“So they have to be controlled for everyone’s good,” Call said. He could hear the doubt and suspicion in his own voice.

“One of the metal elementals, Automotones, escaped after Verity Torres’s battle with the Enemy,” said Rufus. “He tore a bridge apart. The cars on it plunged into the water. People drowned before he was returned to his place below the Magisterium.”

“He wasn’t punished?” Tamara sounded particularly interested in this.

Rufus shrugged. “As I said, it would be like punishing a volcano for erupting. We need these creatures. They are all we have to match the force of Constantine’s Chaos-ridden.”

“Can we see one?” Call asked.

“What?” Rufus paused, pen in hand.

“I want to see one.” Even Call wasn’t entirely sure why he was asking. There was something that compelled him about the idea of a creature that was neither evil nor good. That never had to worry about how to behave. A force of nature.

“In a few weeks, you will be starting missions,” said Rufus. “You will be on your own outside the Magisterium, traveling, carrying out projects. If you complete those successfully, I see no reason why you couldn’t view a sleeping elemental.”

There was a knock on the door, and after Rufus said it was okay to enter, it was pushed open. Rafe came inside. He’d looked a lot happier since Master Lemuel had left the Magisterium, but Call wondered if he’d been scared to come back to school after Drew’s death. “Master Rockmaple sent you this,” he said, holding out a folded-over paper to Master Rufus.

Master Rufus read it, then crumpled it in one hand. It burst into flame, blackening to ash. “Thank you,” he said to Rafe with a nod, as though setting correspondence on fire was a perfectly reasonable thing to do. “Tell your Master I will see him at lunch.”

Rafe left, wide-eyed.

Call desperately wished he could see whatever was on that paper. The problem with having a horrible secret was that any time anything happened, Call worried it had something to do with him.

But Master Rufus didn’t even look in his direction when he resumed the lesson. And when nothing happened the next day or the day after, Call forgot to be worried.

And as the weeks went by and the leaves on the trees began to blaze with yellow and red and orange, like conjured fire, it became easier and easier for Call to forget he had a secret at all.

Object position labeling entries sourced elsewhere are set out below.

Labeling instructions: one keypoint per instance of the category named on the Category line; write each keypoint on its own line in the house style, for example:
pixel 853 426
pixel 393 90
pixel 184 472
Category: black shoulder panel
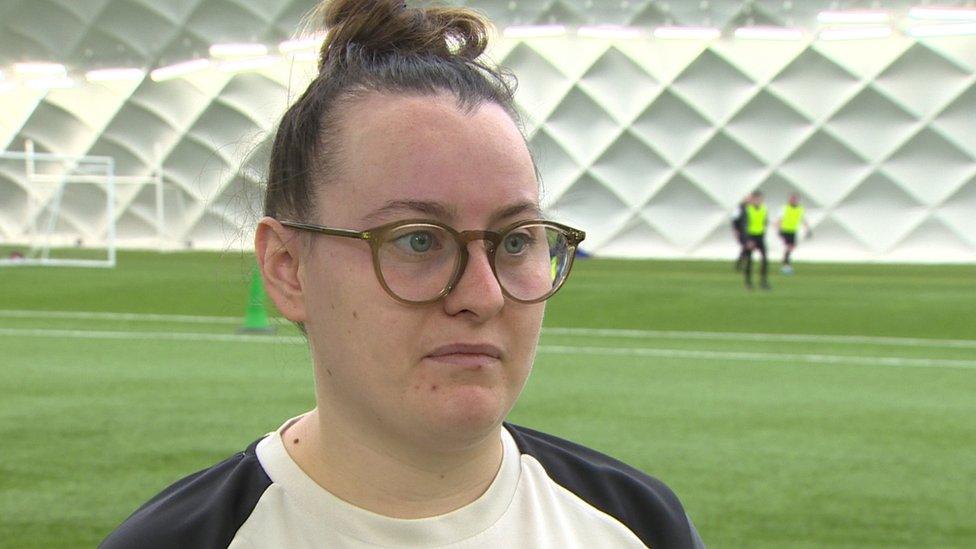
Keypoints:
pixel 640 502
pixel 203 510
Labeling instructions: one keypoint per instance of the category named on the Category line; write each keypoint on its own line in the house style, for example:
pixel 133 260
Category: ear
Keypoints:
pixel 278 252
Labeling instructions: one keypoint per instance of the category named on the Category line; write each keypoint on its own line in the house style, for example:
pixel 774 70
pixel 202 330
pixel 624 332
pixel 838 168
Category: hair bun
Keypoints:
pixel 378 28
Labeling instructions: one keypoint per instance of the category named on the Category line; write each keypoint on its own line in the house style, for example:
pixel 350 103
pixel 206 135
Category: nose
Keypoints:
pixel 477 292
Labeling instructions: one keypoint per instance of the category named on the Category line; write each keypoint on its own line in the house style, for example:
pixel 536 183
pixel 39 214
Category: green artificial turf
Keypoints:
pixel 785 441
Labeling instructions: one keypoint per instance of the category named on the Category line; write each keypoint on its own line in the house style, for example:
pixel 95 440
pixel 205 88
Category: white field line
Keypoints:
pixel 149 336
pixel 553 349
pixel 595 332
pixel 128 317
pixel 736 336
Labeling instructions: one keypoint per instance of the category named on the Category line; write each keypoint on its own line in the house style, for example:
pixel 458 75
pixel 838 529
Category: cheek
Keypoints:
pixel 524 325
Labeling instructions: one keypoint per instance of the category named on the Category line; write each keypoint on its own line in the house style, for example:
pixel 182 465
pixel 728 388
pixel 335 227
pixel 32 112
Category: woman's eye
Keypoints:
pixel 516 243
pixel 417 241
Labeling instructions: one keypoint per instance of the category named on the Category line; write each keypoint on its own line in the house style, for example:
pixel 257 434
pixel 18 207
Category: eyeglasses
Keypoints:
pixel 420 261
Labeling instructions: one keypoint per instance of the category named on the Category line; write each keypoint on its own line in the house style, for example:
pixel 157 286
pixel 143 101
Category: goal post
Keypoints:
pixel 67 217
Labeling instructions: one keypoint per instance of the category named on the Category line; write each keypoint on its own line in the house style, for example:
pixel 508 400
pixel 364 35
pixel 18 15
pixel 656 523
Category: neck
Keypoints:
pixel 389 477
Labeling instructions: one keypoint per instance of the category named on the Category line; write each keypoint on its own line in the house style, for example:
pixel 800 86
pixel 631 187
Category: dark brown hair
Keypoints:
pixel 376 46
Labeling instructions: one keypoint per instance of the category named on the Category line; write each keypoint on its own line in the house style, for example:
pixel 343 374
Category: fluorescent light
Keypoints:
pixel 609 32
pixel 854 16
pixel 40 69
pixel 50 83
pixel 768 33
pixel 238 50
pixel 253 64
pixel 943 14
pixel 534 31
pixel 687 33
pixel 854 33
pixel 179 69
pixel 111 75
pixel 305 56
pixel 950 29
pixel 313 42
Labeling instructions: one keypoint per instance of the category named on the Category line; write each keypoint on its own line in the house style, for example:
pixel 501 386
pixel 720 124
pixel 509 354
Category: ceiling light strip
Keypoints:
pixel 238 50
pixel 855 33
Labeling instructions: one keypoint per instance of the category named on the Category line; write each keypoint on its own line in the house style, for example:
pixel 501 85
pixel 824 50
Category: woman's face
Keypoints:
pixel 445 373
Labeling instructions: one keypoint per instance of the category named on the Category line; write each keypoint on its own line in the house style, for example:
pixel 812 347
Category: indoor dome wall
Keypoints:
pixel 647 144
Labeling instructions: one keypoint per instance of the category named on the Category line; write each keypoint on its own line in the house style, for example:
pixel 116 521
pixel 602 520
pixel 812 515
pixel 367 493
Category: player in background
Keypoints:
pixel 757 218
pixel 739 230
pixel 788 224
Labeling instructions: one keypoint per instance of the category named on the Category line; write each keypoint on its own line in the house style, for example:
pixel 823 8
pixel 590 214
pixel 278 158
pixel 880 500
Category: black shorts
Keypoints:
pixel 758 242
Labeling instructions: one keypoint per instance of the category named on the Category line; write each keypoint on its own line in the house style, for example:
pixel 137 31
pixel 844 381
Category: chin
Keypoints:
pixel 466 412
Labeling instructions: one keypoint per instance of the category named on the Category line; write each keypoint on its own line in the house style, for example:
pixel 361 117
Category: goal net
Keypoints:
pixel 58 210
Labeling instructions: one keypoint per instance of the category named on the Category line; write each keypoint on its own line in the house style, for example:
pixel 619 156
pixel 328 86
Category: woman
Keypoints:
pixel 403 234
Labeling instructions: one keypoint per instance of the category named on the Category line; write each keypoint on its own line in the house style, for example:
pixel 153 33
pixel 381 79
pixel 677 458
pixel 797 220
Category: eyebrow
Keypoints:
pixel 444 213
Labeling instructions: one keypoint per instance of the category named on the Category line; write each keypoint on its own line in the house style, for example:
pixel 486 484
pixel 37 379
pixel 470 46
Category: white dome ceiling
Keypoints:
pixel 809 117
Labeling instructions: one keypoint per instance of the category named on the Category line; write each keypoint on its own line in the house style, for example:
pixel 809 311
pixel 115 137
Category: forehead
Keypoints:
pixel 426 149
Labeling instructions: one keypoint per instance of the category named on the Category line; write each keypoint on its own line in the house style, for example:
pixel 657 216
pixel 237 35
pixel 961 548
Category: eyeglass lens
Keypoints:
pixel 419 261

AS THE WEATHER turned nippy, Call started wearing hoodies and sweaters on his walks with Havoc. Havoc had never really experienced fall and was having a deliriously good time hiding in piles of leaves with only his spotted paws sticking up.

“Does he think we can’t see him?” Celia asked curiously one day, after Havoc had leaped down the side of a hill and crashed into a huge leaf pile. Just his tail was visible, sticking out of the end of the pile.

“I can only see his tail,” Call said. “He’s doing pretty well, really.”

Celia giggled. Call had gone from thinking it was weird that Celia laughed at everything he said to thinking it was kind of awesome. She was wearing a red fuzzy sweater and looked pink-cheeked and pretty.

“So how did your dad react when you brought Havoc home?” she asked, gathering up a handful of leaves from the ground: yellow, gold, and russet.

Call chose his words carefully. “Not well,” he said. “I mean, we live in a small town. It would be kind of hard to keep any pet a secret, and even though no one knows what Chaos-ridden is, they do know what a big wolf is.”

“Yeah.” Celia’s eyes rounded with sympathy. “He must have been worried someone would hurt Havoc.”